Warga negara yang berani berbeda pendapat oleh Soeharto akan digebuk (baca: dimusnahkan). Negara pun terus memata-matai melalui badan intelijennya setiap perkumpulan yang dianggap mencurigakan. Bila ada indikasi mengancam kepemimpinan Soeharto, aparat dan intelijen tak segan-segan menciduk mereka. Kabar mereka pun lengang dan tak ada seorang pun yang tahu kabar terkininya. Di bawah tekanan ini, membuat gerakan-gerakan prodemokrasi dilakukan secara diam-diam. Tahu-tahu mereka tumpah ruah di jalanan untuk aksi demonstrasi.

Tapi, situasi jauh berbeda setelah Soeharto jatuh. Lebih fenomenal lagi ketika Internet mulai booming di Indonesia. Dulu, negara paling paranoid kalau melihat orang berkumpul. Sebab itu, cara mengontrol warga tak lain dengan jalan membatasi kebebasan mereka untuk berkumpul—dalam bentuk organisasi maupun serikat. Kontrol ketat ini untuk menghindari kudeta, makar, dan hal-hal yang dianggap mengancam negara.
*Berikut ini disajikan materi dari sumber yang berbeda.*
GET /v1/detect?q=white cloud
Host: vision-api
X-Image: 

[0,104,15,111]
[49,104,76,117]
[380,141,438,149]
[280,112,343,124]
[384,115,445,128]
Sekarang, di era media sosial, orang bebas bicara, beropini apa saja, bahkan bebas mengkritik, dan sebagainya. Namun, sebenarnya, kebebasan bicara di media sosial ini bisa menjadi alat pengintaian (surveillance) baru bagi penguasa untuk mengontrol warganya. Semakin kita banyak bicara di media sosial, sebenarnya semakin mudah penguasa mengontrol kita karena semakin banyak data yang bisa diakses.

Model pengawasan baru ini saya sebut dengan istilah “Virtual Panopticon.” Istilah ini saya ambil dari tulisan seorang kolumnis David Engberg. Istilah Panopticon sendiri sudah lama saya kenal dari buku pemikir Michael Foucault. Foucault pun menjumput istilah tersebut dari Jeremy Bentham— filsuf Inggris yang menjadi orang yang pertama kali mempopulerkannya.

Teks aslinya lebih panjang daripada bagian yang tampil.